Chinese manufacturers of amphetamine-type stimulants are using trade-based money laundering (TBML) extensively to conceal drugs proceeds from the Australian state of New South Wales (NSW) according the NSW Crime Commission.

In its annual report, the commission said that organised crime is worse than ever, and admits that Chinese drugs barons employing TBML methods are beyond its reach.

Sophisticated TBML

Organised crime groups and professional money launders are using informal remittance providers, digital currencies and bulk cash smuggling to launder illegally gained money. But they are also turning to what the commission describes as sophisticated TBML techniques to move cash.

China is regarded as a source supply country for the manufacture of amphetamine-type stimulants and is Australia’s largest legitimate trade partner. This provides what the report describes as substantial opportunities for organised crime to engage in TBML.

Counting the cost

The commission admits it is difficult to detect TBML while the approximate value of funds being transferred to China, allegedly or likely derived by organised crime activity, is almost impossible to assess.

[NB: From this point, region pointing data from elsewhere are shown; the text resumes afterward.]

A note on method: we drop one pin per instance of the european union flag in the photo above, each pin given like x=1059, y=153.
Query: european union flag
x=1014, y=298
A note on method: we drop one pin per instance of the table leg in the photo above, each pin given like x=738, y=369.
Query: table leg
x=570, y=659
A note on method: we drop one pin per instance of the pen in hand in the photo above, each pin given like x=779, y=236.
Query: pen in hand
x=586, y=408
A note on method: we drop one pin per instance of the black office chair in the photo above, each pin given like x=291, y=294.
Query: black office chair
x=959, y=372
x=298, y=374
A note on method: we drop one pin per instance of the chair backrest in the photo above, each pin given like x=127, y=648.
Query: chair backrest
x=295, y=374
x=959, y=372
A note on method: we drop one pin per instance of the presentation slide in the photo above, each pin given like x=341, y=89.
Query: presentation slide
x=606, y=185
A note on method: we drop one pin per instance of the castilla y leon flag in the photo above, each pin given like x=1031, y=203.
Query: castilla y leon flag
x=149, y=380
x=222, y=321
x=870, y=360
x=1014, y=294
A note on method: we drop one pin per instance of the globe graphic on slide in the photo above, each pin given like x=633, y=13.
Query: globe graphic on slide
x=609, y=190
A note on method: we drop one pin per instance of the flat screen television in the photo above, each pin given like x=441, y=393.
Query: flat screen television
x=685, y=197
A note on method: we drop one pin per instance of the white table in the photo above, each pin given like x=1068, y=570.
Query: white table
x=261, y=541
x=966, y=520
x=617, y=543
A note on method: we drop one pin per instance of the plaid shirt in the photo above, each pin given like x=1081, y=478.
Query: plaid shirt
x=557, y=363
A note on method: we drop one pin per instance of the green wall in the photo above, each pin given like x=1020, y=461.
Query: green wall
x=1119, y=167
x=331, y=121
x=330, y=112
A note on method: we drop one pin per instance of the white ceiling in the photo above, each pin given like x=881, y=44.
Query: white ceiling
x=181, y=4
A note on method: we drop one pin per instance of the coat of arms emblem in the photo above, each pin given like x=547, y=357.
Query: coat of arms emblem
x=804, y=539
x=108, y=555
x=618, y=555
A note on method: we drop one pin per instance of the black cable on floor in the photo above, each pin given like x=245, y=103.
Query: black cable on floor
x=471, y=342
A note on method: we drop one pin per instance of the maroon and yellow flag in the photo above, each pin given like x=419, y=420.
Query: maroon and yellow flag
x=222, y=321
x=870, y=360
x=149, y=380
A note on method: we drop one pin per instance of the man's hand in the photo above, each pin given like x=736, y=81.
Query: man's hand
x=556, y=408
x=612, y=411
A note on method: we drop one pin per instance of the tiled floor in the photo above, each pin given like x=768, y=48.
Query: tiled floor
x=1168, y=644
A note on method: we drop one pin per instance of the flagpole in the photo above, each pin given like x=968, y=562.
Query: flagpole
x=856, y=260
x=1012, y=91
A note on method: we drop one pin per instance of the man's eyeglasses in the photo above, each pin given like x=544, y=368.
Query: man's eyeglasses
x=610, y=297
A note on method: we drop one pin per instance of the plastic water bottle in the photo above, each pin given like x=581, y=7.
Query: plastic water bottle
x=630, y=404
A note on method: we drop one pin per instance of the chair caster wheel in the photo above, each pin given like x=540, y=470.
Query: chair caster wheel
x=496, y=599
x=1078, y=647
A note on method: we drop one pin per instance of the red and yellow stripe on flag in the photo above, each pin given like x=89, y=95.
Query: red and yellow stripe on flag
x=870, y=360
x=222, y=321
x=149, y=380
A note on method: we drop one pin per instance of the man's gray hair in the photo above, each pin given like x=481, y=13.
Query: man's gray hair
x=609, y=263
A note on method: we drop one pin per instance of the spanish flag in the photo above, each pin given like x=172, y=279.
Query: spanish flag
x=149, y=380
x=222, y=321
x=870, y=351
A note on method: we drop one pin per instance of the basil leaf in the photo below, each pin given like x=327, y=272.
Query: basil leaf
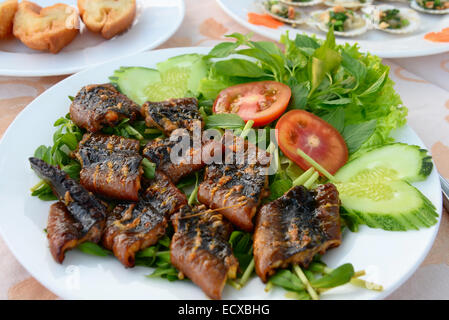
x=303, y=41
x=376, y=86
x=300, y=91
x=356, y=134
x=336, y=118
x=354, y=67
x=223, y=49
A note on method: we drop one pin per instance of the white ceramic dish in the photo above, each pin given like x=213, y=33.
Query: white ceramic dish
x=389, y=258
x=156, y=21
x=376, y=42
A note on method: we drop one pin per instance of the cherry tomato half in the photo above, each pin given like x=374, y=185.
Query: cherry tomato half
x=262, y=102
x=318, y=139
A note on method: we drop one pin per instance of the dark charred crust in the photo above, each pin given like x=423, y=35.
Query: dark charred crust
x=77, y=218
x=97, y=105
x=200, y=249
x=173, y=114
x=295, y=227
x=134, y=226
x=111, y=166
x=63, y=232
x=237, y=187
x=158, y=151
x=82, y=205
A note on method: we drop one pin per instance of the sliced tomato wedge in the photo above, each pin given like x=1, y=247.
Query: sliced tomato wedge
x=318, y=139
x=262, y=102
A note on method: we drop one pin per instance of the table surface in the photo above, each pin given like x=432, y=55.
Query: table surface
x=423, y=84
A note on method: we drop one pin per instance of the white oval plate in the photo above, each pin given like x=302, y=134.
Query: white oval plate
x=156, y=21
x=376, y=42
x=389, y=258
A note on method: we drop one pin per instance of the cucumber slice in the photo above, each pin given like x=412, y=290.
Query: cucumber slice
x=134, y=81
x=376, y=188
x=192, y=65
x=397, y=161
x=392, y=205
x=176, y=77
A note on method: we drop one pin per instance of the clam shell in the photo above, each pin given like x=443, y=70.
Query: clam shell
x=411, y=15
x=290, y=21
x=348, y=4
x=417, y=7
x=315, y=20
x=302, y=4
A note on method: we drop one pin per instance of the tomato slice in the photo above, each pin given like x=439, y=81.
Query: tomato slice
x=262, y=102
x=318, y=139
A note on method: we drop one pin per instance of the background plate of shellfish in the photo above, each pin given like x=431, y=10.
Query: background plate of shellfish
x=373, y=40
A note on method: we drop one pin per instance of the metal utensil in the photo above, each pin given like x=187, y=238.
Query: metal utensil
x=445, y=189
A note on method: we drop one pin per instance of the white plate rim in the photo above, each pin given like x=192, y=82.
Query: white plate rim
x=171, y=52
x=435, y=49
x=72, y=70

The commission nevertheless reckons it is safe to say that these illicit fund flows can be measured in the hundreds of millions of Australian dollars (A$) and probably in excess of A$1 billion (US$750 million).

Figures reported by the Australian Criminal Intelligence Commission indicate that, taking account of all types of money laundering, “many billions of dollars” of funds are generated annually through the sale of prohibited drugs.